Brian Roberts says he has no regrets about QVC’s wrenching pursuit of Paramount, despite the outcome.
“We lost with dignity, if there is such a thing,” he says. “I think QVC and ourselves both are going to see more opportunities, now that the world knows that both companies want to expand into programming jointly.”
In pursuit of such deals, he now travels on the company’s 50%-owned Hawker jet, which is capable of transatlantic flights to the United Kingdom, where Comcast operates three cable and telephone systems. Getting home to Philadelphia and his wife and three young children is a priority.
But his itinerary also includes Washington, where the nation’s telecommunications policy is being thrashed out. “Brian understands how policy is made in Washington, and, unlike a lot of older cable CEOs, he is willing to become directly involved in the process,” says U.S. Rep. Rick Boucher (D-Va.), who advocates more competition between phone companies and cable operators.

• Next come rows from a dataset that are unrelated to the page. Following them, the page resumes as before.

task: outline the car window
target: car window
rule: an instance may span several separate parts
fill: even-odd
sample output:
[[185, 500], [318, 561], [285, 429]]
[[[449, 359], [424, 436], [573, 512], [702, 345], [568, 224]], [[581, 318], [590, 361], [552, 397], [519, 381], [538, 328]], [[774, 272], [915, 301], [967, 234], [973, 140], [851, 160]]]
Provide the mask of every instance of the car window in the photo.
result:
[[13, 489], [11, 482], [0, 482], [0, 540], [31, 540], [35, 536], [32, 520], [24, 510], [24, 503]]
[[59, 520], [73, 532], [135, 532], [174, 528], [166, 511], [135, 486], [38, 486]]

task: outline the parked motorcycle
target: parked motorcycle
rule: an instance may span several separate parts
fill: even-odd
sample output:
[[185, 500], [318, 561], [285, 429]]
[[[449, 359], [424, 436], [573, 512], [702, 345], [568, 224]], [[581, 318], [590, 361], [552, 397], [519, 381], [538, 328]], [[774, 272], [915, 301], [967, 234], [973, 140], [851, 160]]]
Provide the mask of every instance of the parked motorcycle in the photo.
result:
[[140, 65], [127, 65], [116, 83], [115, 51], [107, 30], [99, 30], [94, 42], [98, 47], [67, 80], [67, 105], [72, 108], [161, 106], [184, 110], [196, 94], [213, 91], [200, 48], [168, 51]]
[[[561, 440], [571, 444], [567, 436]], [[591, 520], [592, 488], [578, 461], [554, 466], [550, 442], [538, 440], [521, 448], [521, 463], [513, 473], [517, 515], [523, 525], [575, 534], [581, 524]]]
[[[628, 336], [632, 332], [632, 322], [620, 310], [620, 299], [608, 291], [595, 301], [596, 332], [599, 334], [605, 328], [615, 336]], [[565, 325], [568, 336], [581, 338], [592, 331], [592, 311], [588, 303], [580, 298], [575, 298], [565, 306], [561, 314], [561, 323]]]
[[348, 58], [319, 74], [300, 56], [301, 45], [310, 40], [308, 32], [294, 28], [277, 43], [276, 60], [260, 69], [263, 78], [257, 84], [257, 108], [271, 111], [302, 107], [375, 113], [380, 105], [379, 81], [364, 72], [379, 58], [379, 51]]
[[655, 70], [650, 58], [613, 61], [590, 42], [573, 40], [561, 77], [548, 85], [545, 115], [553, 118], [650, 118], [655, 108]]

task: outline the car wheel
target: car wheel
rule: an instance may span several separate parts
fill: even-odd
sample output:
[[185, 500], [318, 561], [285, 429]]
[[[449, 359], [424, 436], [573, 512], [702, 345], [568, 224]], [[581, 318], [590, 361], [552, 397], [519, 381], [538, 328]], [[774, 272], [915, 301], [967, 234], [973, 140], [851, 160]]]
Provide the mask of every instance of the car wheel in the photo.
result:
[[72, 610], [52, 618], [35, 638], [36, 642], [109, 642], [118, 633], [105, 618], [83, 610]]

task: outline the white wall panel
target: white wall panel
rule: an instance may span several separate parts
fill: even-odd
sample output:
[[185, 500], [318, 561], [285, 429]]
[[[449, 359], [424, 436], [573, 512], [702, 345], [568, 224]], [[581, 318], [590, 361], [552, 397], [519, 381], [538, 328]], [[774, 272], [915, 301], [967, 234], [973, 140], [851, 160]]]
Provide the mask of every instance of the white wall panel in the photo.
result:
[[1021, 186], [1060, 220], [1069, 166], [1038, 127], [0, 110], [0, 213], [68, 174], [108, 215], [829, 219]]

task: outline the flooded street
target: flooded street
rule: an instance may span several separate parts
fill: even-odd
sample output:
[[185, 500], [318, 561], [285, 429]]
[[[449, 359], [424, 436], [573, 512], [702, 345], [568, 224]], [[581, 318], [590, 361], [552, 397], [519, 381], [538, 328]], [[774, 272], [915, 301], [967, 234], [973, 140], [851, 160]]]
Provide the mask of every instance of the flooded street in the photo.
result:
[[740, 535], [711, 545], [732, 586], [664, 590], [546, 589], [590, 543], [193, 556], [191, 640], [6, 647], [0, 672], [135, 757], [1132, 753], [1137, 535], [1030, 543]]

“He has not personalized the fight with Washington as some have,” says Larry Irving, assistant secretary of commerce for communications and information. “I think he’s emerged as one of the bright young leaders of that industry. He’s the next generation.”
Comcast Corp. At-a-Glance
* Headquarters: Philadelphia, Pa.
* Chairman: Ralph J. Roberts
* President: Brian L. Roberts
* Employees: 5,327
* Major products: Fourth-largest operator of cable television systems in the United States, with more than 2.7 million subscribers; large independent provider of cellular telephone service.
* 1993 revenue: $1.3 billion
* 1993 loss: -$859.2 million
* Loss per share: -$.46
* Friday closing stock price: $16.50, up 12.5 cents.